Comment by milesrout
18 days ago
If you ask peolle whether they're stressed of course they say they are. But they are objectively living in less stressful times than parents in the years in which young men were sent off to die in the trenches, but their younger siblings and young children still got better educations than kids are getting today. So maybe self-reported parental stress isn't actually the issue. Maybe we need to accept the issue is low standards at every level of education and teachers being unwilling to teach basic grammar, spelling, arithmetic, etc. because they are seen as "old fashioned"?
If the standards are high, and cohorts can't meet them because they are setup to fail, what will we do then? If we already don't have sufficient resources for folks to meet the bar at scale, there will be nothing for those who need help over the hurdle (remedial help), correct? It's not the fault of the fish when you ask it to climb a tree and it can't. Unreasonable expectations, and all that.

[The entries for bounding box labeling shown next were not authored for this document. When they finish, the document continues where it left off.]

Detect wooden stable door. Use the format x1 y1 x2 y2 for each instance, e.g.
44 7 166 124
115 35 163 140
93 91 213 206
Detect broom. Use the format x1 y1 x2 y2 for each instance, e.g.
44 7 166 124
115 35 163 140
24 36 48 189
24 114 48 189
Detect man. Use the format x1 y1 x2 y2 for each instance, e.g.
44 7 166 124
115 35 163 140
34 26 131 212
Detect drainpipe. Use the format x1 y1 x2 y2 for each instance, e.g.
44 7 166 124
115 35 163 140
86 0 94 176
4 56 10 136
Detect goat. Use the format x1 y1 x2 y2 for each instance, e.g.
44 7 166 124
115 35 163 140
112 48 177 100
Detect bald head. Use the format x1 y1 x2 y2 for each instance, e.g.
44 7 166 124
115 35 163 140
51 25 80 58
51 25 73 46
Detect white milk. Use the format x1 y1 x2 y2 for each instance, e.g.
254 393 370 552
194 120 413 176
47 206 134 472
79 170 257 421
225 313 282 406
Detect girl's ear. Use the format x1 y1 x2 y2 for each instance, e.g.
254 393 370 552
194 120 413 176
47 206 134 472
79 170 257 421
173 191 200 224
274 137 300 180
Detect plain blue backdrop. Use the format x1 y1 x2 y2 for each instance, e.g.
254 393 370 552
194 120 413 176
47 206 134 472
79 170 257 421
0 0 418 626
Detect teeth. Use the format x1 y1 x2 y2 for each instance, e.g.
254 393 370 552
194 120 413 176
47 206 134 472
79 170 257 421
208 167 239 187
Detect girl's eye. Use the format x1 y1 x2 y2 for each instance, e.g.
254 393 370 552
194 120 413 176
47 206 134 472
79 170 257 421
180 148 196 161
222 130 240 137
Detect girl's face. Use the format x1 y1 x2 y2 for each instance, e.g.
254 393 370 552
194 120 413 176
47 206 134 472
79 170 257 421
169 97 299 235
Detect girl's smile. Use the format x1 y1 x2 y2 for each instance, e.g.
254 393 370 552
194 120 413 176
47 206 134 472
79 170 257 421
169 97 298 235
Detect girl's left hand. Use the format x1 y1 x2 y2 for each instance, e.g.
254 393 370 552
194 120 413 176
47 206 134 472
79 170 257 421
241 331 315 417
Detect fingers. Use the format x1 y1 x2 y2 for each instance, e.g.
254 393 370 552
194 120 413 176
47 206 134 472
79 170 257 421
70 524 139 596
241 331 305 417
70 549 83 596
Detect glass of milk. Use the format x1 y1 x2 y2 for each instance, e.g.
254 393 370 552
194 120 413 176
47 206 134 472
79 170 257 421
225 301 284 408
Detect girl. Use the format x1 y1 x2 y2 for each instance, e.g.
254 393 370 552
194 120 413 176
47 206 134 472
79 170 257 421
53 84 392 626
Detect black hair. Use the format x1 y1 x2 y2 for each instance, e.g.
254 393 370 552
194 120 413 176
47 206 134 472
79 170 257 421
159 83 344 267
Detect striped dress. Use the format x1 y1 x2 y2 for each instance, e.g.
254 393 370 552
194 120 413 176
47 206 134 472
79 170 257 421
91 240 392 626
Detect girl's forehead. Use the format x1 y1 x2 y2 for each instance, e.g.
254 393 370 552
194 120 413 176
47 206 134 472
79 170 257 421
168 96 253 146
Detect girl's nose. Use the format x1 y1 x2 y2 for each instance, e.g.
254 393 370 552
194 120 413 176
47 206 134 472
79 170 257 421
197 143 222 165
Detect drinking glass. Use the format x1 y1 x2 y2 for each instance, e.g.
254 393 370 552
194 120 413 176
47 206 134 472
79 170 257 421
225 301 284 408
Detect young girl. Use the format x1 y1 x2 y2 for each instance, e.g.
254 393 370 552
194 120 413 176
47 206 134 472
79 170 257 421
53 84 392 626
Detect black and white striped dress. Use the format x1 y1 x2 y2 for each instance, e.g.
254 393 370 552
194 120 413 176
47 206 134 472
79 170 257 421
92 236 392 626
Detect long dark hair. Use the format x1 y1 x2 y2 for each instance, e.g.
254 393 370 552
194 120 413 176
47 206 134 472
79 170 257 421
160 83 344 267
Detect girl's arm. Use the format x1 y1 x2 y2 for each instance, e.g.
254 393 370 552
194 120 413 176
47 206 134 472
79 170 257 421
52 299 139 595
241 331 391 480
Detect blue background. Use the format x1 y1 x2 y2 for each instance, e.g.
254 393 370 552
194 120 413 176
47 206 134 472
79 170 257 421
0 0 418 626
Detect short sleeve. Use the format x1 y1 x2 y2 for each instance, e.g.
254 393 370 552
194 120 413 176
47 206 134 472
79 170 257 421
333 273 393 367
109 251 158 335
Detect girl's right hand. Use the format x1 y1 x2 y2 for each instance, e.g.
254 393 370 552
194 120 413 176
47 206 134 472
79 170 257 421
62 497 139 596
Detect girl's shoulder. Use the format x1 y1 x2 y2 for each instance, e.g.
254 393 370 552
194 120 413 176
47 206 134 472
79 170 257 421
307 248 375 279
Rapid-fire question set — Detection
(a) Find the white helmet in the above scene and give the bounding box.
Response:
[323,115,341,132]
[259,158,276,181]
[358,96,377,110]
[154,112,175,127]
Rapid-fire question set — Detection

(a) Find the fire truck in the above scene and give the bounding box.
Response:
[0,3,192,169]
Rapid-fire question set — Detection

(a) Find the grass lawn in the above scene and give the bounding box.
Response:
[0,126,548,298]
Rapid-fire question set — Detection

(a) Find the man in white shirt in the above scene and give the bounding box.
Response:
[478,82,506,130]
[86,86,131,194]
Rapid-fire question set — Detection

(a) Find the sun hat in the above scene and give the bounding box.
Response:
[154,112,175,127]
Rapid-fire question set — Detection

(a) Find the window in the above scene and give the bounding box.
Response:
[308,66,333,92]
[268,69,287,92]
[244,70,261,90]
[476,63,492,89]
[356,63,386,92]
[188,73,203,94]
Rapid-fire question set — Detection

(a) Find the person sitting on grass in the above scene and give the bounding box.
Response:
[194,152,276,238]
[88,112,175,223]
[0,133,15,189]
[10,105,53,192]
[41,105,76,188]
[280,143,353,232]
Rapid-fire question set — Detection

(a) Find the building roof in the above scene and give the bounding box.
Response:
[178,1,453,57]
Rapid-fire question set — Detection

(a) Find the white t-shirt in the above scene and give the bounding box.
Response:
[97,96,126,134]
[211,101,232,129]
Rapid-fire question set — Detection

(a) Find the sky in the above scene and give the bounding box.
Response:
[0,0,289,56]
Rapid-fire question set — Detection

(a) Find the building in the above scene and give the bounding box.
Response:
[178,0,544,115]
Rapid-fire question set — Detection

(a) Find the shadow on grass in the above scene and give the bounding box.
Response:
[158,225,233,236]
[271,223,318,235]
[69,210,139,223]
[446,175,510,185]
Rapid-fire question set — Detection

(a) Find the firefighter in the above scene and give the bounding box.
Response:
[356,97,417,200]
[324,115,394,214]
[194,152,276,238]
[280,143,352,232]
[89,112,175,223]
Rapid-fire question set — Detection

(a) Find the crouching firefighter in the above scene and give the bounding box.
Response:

I am fairly confident nothing is going to change (we are not going to suddenly enable parents more time to be involved parents [1], fund K-12 at appropriate levels (federal gov destroying education funding systems [2], etc) and the winning move is to convince young people to not have kids versus telling parents and students they aren't trying hard enough while we give them scant resources and support, based on all available information. Shades of the US parent version of the Kobayashi Maru or War Games ("The only winning move is not to play.").
If you think the problem is teachers or parents in a vacuum, you have not consumed enough data. These are systems problems.
[1] https://www.nytimes.com/interactive/2020/03/06/opinion/worki...
[2] https://usafacts.org/answers/what-percentage-of-public-schoo...
The people who lived through those times in the trenches tend to pass down their stress to their children if it's not adequately addressed first. Then they get told that because they have it better than their parents, their stress is irrelevant and they need to forge on regardless.
I think this is a multifaceted problem more complicated than just runaway stress, the state of education, or addictive technology. All of these systems feed back into each other to create a perfect storm.